Wall put his own glass down. “So there was something more.”

“Bambi Morlen was…in a way…scalped.”

“Scalped? Are you saying…?” Wall looked quickly around the crowded room and spoke low. “The kid was
scalped?

His usually inexpressive voice was filled with incredulity that sounded not only uncharacteristic but, if McIntire had been forced to make a judgement, feigned.

“Sort of. A feeble attempt anyway. And,” there was no point in holding out now, “he had a hole drilled in his skull.”


Trepanation?”
The table rocked, and McIntire grabbed for his bottle.

“What?”

Adam Wall shook his head. “Nothing…a fancy word for brain surgery. I shouldn't have said it. This isn't a time for joking.”
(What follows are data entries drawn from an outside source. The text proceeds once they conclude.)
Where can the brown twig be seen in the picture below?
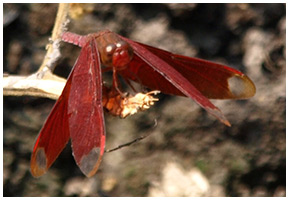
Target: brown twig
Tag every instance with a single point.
(43, 83)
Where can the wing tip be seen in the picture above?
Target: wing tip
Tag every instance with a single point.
(89, 163)
(38, 162)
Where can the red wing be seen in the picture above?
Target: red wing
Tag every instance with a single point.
(53, 136)
(86, 120)
(213, 80)
(170, 76)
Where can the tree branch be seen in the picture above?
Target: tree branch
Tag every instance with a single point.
(42, 83)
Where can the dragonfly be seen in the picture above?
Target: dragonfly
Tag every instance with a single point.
(78, 114)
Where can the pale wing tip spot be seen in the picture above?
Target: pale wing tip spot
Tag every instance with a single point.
(38, 163)
(241, 87)
(90, 162)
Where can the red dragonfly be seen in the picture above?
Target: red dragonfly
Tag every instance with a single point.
(78, 113)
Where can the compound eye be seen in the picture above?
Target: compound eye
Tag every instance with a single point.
(122, 45)
(109, 49)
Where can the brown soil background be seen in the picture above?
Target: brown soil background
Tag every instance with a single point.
(247, 159)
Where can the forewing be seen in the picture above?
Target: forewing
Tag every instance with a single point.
(215, 81)
(53, 136)
(86, 120)
(171, 75)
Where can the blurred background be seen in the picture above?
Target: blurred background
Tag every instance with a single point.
(188, 152)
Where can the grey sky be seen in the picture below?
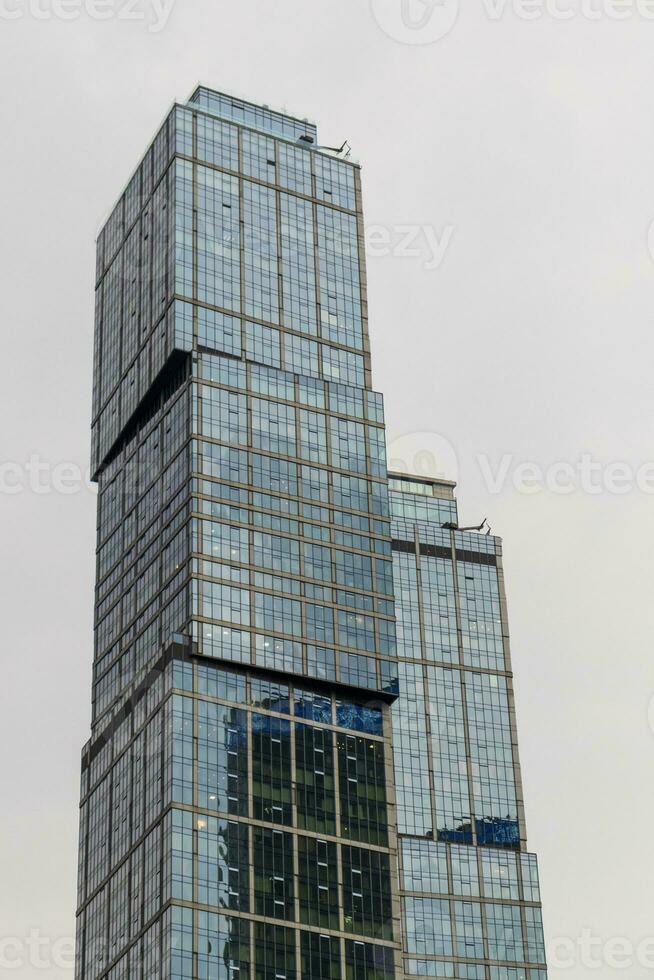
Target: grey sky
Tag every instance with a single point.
(526, 148)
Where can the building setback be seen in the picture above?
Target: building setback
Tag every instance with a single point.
(276, 785)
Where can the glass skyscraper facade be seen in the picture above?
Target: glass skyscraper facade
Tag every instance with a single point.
(277, 786)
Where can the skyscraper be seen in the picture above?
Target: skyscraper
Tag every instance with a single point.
(274, 786)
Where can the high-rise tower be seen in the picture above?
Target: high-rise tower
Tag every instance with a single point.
(239, 814)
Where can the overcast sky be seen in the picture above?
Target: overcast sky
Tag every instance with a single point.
(518, 329)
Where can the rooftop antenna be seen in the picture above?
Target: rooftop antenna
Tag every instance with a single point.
(345, 148)
(455, 527)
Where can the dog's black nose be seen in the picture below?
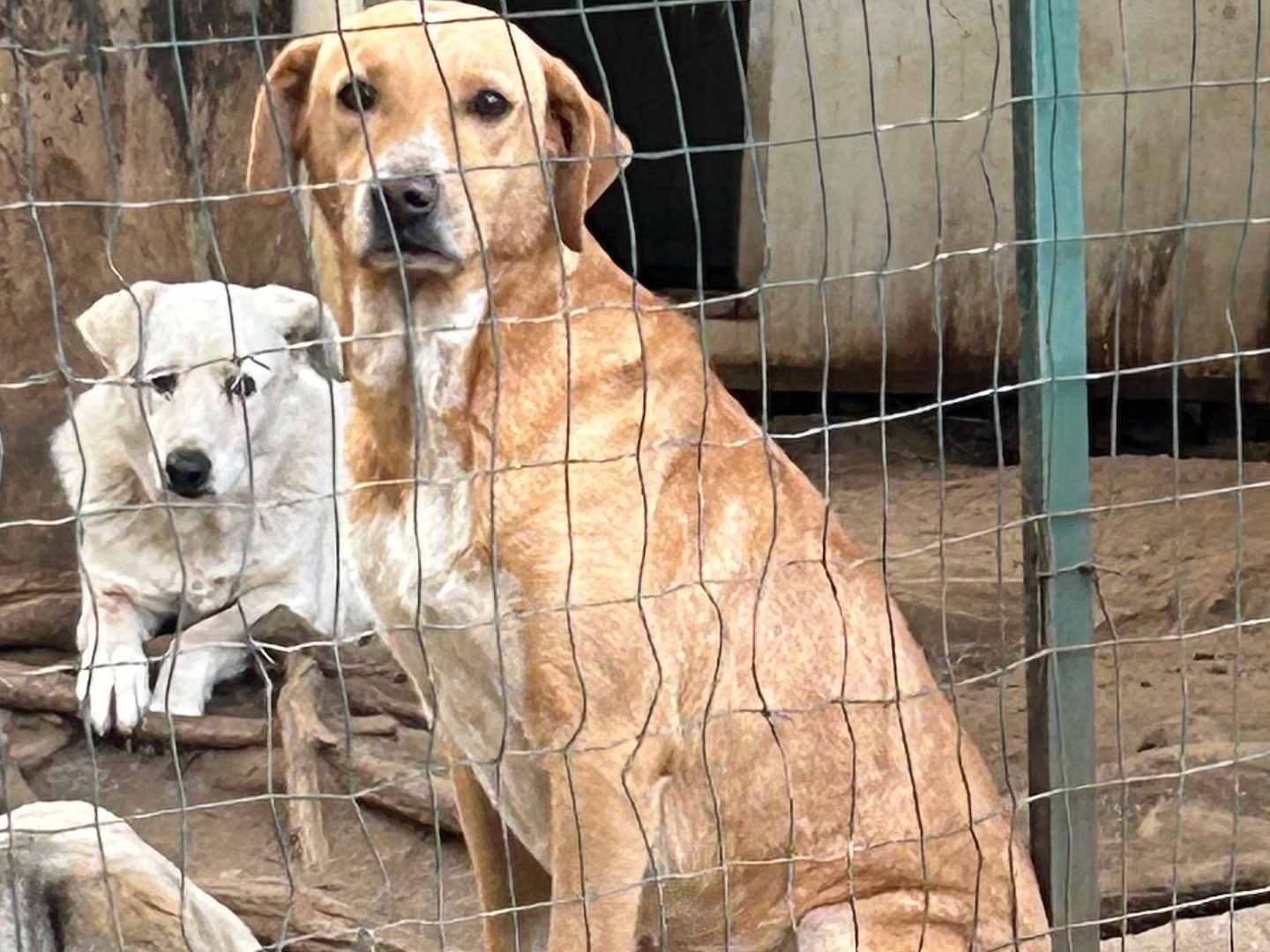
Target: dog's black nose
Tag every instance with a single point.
(409, 206)
(188, 471)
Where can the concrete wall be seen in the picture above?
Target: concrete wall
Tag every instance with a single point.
(917, 190)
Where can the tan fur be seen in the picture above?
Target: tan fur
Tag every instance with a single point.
(704, 674)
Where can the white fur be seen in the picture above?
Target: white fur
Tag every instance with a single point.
(265, 536)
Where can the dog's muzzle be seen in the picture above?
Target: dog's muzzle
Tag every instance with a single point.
(407, 208)
(187, 472)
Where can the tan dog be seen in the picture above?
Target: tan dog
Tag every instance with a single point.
(675, 680)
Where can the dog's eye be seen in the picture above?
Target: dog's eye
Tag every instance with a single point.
(357, 89)
(489, 104)
(240, 385)
(164, 383)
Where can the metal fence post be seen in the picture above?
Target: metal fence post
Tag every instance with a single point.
(1044, 41)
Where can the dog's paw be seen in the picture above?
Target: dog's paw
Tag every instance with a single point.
(183, 691)
(118, 680)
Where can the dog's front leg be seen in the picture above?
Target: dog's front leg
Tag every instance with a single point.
(598, 854)
(113, 669)
(208, 652)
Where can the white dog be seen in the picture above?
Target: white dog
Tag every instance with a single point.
(208, 472)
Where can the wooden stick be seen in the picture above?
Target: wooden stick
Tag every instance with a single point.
(260, 903)
(302, 730)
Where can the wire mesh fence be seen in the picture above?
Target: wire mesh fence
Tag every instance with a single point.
(413, 565)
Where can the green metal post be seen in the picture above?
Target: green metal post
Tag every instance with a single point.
(1045, 69)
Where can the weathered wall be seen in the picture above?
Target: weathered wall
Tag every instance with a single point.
(92, 130)
(915, 190)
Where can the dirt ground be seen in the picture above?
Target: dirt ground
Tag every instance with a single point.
(1172, 574)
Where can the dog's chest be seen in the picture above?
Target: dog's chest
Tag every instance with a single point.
(195, 559)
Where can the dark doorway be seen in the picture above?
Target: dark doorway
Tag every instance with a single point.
(704, 51)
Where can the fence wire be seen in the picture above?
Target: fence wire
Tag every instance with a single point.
(242, 707)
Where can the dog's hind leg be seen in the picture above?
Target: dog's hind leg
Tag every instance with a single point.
(598, 856)
(496, 852)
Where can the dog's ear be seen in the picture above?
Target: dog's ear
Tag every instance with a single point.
(112, 326)
(302, 317)
(277, 127)
(587, 141)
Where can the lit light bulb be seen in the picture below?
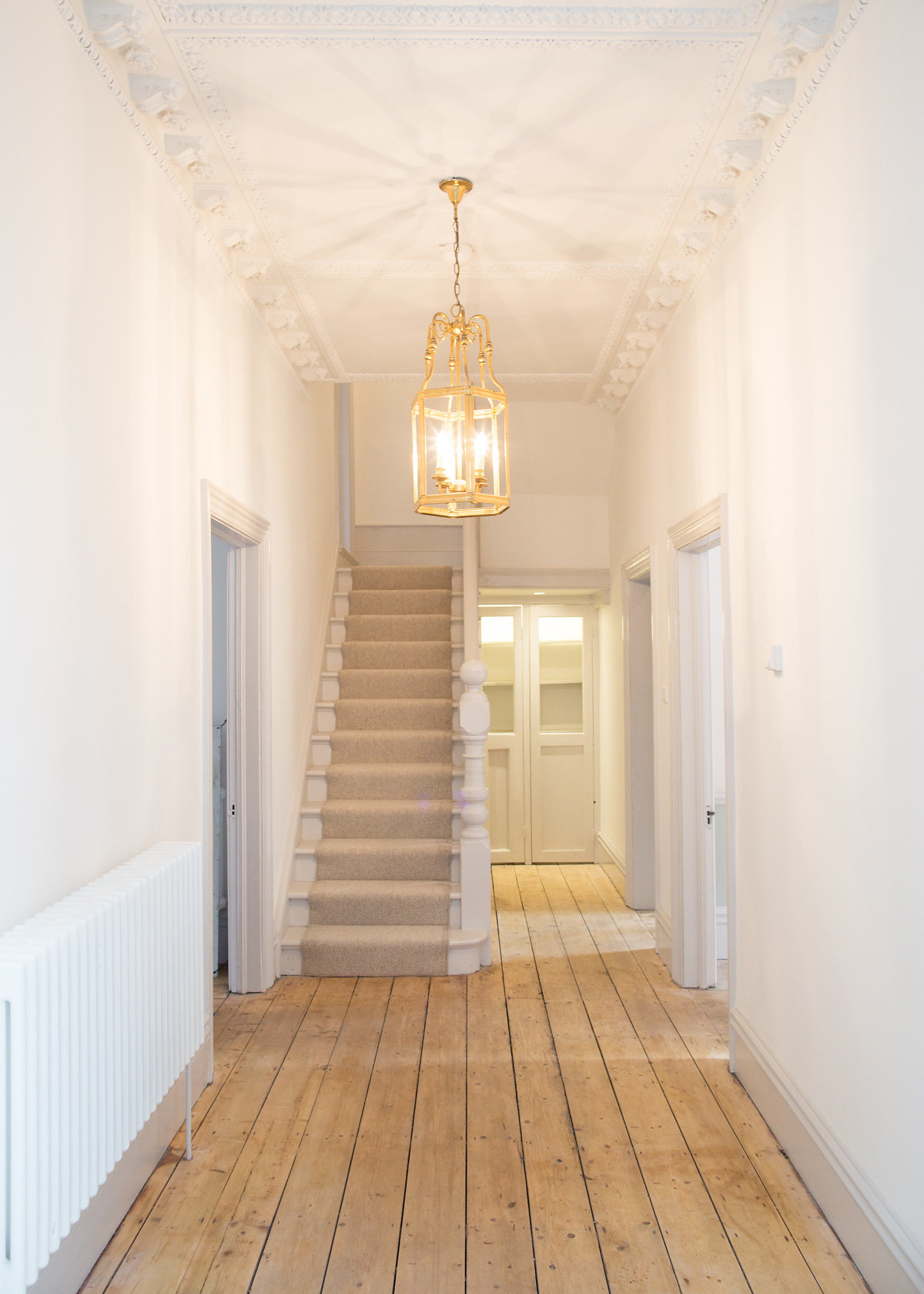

Wall hadn't sounded like he was joking. And Guibard hadn't mentioned any similarity to surgery. McIntire felt a poke on the shoulder. Siobhan gave him an airy wave as she pranced by and swung out the door on the arm of a silver-haired stranger.

McIntire nodded and turned back to Wall. “Is anybody else involved in this little real estate diversion? Other Indians? Your parents?”

“Hell, no! Pa'd be the last one to make any trouble. He promised Ma he'd give up being Indian the day he married her.”

“But did he know the amount of the ransom? I mean, know the valuation of the land?”

“Sure, I told him. Are you hinting my old man's a kidnapper?”

“Can't you just picture it?
Charlie Wall, America's Most Wanted
. But your dad does get around, and he likes to talk. He might have mentioned the sale, and the seventeen thousand, to somebody.”

“Well, it's not a secret,” Wall pointed out. “Anybody might have known. It's a matter of public record.”

“But how many people pay any attention to public records? I hadn't heard about this. The Club people probably kept it as quiet as they could. Especially with the price they were paying being so high. No,” McIntire said, “I'd be willing to bet that the only people in St. Adele who were aware of the price of that land, or even that it's being sold, are you and your family.”

Wall abandoned his scruples and drank the last of his beer from the bottle. “What about Wendell Morlen and his family?”